報道は真実を流します。ときには、悲しい真実をえぐることもあります。だから私は、報道にはあまり向いていないと思います。スキャンダラスなものをおもしろいと思いたくないのです。それは私が“表現の自由”だと言われているけれど、犯してはいけない最低ラインがあると信じているからです。これを踏まえた人にのみ、“表現の自由”があるのです。
その気概が今のマスコミにあるのでしょうか?ネットテレビにあるのでしょうか?そう考えると、あるのかもしれないですが、目の前の面倒くささや、アクセス数、視聴率などに踊らされていることも多いのではないでしょうか?
例えば、テレビ番組の編集作業もよく問題になります。テレビ番組に出演する際に、OA時間の関係で意図的に編集されてしまうみたいな不安など、テレビでは自分の考えが正確に伝わらないと思っている文化人や研究者の方が多いのが事実です。 そしてそれはあながち間違っていないのも事実です。
実際そういうトラブルが頻繁におこります。でも私は、自分の番組では少なくともそんな編集をしたことがありません。
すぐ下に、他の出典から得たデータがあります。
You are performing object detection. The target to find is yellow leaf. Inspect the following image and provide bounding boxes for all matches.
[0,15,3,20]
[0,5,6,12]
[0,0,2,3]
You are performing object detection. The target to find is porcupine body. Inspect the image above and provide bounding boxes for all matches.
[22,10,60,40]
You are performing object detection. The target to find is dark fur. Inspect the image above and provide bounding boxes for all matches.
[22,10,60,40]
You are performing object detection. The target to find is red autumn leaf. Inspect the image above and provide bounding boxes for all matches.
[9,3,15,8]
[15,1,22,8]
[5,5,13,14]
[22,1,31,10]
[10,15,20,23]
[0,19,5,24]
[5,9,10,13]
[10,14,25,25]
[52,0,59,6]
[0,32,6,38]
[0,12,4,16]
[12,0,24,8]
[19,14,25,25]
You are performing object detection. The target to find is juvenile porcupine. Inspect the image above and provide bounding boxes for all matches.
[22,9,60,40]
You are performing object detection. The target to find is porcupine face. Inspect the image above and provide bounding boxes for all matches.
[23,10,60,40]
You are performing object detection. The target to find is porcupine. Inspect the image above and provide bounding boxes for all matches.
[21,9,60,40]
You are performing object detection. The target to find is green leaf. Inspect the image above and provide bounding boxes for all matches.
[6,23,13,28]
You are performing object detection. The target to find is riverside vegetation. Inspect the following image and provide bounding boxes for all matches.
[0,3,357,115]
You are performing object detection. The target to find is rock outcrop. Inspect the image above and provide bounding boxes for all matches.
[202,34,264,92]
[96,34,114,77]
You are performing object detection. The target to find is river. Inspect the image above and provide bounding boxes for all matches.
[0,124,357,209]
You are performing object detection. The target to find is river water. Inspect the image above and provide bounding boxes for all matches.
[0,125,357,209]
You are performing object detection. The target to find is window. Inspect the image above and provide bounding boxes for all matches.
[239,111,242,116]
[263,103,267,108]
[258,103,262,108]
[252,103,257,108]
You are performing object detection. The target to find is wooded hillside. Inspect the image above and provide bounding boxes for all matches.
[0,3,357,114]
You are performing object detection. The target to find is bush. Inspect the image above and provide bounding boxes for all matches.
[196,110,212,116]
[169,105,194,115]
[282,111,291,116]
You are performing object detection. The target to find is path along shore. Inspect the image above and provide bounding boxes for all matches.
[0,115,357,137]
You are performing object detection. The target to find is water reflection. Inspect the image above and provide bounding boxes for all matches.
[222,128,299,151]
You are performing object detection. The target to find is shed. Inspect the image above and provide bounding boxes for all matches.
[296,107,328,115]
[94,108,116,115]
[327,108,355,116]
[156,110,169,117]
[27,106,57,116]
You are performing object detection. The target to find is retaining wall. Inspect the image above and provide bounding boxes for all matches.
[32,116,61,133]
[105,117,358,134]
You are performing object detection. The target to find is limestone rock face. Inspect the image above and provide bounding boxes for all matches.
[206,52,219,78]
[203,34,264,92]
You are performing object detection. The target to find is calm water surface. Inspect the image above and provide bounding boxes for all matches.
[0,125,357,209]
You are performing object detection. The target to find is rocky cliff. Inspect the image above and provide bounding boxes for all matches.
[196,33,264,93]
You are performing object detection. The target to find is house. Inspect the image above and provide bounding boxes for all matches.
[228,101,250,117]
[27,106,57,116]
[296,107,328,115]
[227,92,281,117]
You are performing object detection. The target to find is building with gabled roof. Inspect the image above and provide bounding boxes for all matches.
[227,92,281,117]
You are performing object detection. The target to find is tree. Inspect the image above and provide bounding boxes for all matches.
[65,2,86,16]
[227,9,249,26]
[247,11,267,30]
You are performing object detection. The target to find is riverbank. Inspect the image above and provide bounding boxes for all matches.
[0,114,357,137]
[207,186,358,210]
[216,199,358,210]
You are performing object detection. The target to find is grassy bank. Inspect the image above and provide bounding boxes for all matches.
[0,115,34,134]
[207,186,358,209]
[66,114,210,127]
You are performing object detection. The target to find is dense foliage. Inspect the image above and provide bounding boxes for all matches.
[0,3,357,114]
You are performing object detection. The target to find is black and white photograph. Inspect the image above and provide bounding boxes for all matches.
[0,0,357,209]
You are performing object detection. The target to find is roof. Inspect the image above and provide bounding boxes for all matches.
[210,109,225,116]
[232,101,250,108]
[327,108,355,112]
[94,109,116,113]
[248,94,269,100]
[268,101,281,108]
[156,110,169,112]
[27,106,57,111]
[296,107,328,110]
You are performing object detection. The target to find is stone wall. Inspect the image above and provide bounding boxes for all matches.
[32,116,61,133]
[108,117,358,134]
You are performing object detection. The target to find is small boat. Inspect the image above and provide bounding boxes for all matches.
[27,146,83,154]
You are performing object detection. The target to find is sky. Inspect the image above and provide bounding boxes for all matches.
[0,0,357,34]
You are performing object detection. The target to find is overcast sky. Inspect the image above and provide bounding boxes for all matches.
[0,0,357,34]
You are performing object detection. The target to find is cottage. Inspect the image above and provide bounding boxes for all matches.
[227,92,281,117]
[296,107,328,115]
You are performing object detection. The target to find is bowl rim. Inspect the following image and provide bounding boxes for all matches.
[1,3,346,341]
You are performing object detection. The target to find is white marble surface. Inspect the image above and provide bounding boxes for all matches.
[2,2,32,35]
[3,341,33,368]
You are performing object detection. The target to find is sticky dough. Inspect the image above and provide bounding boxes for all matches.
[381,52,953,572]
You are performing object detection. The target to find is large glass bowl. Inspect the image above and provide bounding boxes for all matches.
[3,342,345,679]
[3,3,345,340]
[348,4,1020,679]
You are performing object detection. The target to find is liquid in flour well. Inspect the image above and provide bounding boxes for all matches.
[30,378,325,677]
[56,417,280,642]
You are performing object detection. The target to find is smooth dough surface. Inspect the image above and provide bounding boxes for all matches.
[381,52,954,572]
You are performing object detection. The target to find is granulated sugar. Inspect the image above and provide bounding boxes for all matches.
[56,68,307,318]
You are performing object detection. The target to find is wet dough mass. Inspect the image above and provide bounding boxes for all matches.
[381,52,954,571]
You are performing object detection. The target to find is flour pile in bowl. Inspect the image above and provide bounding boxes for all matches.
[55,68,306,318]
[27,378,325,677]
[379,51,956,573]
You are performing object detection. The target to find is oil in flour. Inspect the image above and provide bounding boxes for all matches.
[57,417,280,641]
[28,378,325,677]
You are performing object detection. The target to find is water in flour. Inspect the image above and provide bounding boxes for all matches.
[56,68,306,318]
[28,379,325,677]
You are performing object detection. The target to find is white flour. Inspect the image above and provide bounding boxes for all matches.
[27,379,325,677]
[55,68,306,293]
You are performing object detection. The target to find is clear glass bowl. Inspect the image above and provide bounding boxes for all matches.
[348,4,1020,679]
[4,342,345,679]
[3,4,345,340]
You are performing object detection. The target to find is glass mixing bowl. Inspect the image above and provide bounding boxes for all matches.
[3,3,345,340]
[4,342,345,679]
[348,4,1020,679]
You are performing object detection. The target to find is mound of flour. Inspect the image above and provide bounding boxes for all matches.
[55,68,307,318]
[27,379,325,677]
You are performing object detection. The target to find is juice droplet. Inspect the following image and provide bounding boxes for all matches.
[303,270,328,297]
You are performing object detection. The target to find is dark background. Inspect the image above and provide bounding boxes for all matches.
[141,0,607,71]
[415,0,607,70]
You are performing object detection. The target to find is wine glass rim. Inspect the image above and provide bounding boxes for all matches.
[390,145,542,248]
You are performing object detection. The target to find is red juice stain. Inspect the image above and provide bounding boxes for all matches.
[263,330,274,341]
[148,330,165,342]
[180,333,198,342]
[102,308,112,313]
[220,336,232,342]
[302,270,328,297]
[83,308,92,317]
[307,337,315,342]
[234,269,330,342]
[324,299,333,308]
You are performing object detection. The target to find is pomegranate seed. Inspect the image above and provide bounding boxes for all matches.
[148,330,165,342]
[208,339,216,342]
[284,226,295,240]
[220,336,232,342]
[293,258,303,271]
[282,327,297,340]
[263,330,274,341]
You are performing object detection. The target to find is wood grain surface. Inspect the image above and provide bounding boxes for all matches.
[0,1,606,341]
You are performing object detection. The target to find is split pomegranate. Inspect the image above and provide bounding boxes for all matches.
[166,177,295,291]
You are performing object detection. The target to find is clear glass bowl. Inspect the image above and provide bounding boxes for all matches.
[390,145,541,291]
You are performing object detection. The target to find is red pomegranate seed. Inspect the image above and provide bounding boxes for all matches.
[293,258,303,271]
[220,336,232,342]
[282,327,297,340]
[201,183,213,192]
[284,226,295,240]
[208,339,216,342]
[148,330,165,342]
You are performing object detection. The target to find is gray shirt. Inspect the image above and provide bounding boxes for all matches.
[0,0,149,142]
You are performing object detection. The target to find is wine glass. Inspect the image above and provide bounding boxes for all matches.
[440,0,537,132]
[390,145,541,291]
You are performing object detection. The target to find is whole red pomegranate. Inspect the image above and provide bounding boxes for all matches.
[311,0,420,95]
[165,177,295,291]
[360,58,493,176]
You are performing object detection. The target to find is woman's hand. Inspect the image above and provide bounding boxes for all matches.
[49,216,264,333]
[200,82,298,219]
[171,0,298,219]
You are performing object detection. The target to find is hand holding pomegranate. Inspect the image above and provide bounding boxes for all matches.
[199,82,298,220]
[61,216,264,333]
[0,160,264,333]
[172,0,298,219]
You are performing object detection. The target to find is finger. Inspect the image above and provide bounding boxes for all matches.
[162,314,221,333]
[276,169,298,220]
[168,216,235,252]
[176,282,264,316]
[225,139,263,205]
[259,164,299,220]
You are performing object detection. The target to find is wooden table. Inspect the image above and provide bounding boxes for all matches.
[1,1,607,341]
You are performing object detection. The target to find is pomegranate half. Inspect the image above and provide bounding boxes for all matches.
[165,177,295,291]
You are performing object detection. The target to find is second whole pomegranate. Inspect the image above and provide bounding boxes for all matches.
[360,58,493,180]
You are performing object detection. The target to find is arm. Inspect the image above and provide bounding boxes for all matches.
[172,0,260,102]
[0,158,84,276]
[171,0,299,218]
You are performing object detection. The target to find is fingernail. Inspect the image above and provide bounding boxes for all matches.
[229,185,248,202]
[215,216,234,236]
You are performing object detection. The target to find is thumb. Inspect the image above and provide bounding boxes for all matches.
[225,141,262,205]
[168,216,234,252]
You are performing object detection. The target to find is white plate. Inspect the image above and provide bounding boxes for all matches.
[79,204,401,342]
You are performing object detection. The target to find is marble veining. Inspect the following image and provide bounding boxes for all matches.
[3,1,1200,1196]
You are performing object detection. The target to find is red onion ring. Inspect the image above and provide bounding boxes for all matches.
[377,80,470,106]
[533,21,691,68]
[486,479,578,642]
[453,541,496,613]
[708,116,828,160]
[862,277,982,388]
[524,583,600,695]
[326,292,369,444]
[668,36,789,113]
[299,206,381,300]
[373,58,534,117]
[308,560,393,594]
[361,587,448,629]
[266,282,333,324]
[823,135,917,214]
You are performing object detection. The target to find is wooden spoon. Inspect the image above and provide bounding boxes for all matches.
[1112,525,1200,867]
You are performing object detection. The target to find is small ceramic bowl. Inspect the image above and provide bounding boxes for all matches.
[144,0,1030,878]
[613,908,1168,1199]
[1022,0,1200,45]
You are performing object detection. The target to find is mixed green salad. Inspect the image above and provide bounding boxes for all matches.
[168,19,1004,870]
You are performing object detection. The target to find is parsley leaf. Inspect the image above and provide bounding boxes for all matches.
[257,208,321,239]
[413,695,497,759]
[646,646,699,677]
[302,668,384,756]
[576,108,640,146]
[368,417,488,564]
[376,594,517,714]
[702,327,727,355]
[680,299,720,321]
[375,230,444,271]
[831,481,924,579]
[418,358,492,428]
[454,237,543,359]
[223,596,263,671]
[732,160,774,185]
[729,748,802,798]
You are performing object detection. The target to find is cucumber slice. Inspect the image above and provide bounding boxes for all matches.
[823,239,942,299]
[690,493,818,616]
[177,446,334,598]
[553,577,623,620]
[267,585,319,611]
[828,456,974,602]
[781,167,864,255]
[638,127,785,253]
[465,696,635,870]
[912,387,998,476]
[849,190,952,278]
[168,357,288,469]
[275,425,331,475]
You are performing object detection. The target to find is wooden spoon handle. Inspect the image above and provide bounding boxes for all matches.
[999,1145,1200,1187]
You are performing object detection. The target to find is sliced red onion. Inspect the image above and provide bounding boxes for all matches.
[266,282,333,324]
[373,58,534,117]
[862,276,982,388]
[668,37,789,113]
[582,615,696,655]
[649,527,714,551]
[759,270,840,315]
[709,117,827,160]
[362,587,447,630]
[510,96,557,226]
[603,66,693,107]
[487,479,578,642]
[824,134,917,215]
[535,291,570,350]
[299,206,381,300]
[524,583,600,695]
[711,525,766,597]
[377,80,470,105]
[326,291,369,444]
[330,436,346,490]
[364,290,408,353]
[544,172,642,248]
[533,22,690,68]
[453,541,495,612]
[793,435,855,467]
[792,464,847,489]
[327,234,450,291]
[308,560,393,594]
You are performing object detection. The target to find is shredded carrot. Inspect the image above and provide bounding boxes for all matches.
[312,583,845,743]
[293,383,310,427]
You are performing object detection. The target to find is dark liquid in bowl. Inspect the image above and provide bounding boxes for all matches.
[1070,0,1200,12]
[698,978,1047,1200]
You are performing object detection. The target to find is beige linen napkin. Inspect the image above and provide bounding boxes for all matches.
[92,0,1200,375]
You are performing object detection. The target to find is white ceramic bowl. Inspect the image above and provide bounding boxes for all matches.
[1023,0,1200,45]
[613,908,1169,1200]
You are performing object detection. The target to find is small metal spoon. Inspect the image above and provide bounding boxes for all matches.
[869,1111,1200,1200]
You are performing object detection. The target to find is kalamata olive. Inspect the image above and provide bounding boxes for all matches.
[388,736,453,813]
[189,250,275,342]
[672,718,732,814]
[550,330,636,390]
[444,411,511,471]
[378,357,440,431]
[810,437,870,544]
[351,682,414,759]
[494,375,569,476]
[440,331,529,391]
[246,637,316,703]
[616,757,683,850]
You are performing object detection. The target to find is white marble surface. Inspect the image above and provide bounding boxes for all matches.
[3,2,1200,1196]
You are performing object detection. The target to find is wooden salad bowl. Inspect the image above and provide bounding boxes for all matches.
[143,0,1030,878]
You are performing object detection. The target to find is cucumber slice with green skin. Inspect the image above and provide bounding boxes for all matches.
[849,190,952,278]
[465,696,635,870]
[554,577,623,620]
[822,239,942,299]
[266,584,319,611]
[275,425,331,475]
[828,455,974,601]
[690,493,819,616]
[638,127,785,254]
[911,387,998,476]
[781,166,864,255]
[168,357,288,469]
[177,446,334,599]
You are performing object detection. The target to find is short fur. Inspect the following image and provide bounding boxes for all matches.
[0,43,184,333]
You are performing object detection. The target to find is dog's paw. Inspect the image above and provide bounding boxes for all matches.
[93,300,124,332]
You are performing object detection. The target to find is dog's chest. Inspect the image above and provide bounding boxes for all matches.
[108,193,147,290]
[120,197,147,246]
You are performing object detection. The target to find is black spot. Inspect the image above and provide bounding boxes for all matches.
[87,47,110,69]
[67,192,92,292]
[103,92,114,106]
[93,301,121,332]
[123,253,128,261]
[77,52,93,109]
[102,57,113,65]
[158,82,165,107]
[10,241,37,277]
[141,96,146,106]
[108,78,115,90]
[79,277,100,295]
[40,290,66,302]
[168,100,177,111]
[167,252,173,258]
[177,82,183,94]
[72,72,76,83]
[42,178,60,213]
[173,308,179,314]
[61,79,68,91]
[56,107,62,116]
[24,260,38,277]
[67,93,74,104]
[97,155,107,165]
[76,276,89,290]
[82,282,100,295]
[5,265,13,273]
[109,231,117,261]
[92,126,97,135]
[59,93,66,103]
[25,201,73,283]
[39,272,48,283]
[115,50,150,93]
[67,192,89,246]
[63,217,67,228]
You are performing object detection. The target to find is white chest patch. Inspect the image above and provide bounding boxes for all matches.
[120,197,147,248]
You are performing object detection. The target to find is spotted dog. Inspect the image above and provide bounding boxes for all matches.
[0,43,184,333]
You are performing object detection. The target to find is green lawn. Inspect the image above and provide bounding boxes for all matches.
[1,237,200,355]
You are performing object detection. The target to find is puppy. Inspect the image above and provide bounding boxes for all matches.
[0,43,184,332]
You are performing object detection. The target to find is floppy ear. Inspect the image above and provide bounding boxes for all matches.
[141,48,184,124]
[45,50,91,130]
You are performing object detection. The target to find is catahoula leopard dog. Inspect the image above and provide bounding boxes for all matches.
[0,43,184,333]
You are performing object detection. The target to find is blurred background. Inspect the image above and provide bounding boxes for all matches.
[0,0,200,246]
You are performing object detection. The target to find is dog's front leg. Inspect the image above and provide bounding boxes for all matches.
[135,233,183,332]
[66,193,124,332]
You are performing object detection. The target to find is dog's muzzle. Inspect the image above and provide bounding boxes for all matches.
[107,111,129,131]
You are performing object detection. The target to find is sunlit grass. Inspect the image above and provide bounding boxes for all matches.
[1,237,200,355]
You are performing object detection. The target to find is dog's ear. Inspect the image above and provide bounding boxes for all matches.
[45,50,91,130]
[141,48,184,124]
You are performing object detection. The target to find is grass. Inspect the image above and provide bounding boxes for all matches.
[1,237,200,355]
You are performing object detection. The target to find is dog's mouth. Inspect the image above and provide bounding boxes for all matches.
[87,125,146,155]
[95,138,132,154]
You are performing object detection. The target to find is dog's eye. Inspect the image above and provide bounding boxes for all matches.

出演者の方が言いたかったことを曲解して編集するなど言語同断です。
しかし、それでもなぜその人の発言を編集するのかというと、やはりOA時間にはめ込まないといけないということが一番の理由ですが、編集することで、その方の言いたかったことが際立って逆にわかりやすくなることがあるからなのです。私は普段“いかに伝わりやすくなるか?”を目指して編集しています。
例えばある出演者があるトピックを10分喋ったとして、それを5分に編集する。時間は半分になっているのに、逆にその方の伝えたかったことが明確になる。そんなことが可能なわけです。
でもそのためにはその出演者の方の言いたかったことをちゃんと理解している必要があります。その方の伝えたかったメッセージを一本の“幹”として、そこにつながる言葉同士をまさに“枝葉”のように付け足して編集していく。すると全体でその方のメッセージという“木”になるのです。
しかし問題はそういう風に全てのテレビ制作者が編集するとは限らないことです。制作者によっては、一つ一つの言葉言葉の強さ(おもしろさ)だけを見て、そこを切り貼りして編集する人も多いです。そうして出来上がった番組は、その方のおもしろい言葉でいっぱいに見えますが、結局何を言いたかったのかの“幹”が全く見えない番組になっていることが多いのです。
多分、今のテレビはそう編集されてる番組が多くて、あえてそんな制作者を擁護すれば、出演した方のメッセージを曲解しているわけではなく、おもしろいとこだけ切り抜く“おもしろ編集”してるだけなんじゃないかと思います。 なのでそんな風に作られた番組を見ると、視聴者は「なんかおもしろいこと言う変わり者だなあ!」とは感じることはあるでしょうが、当の出演者本人は「自分の言葉尻だけ切り取られて、自分の言いたかったこと1ミリも伝わっていない」と感じてしまうのです。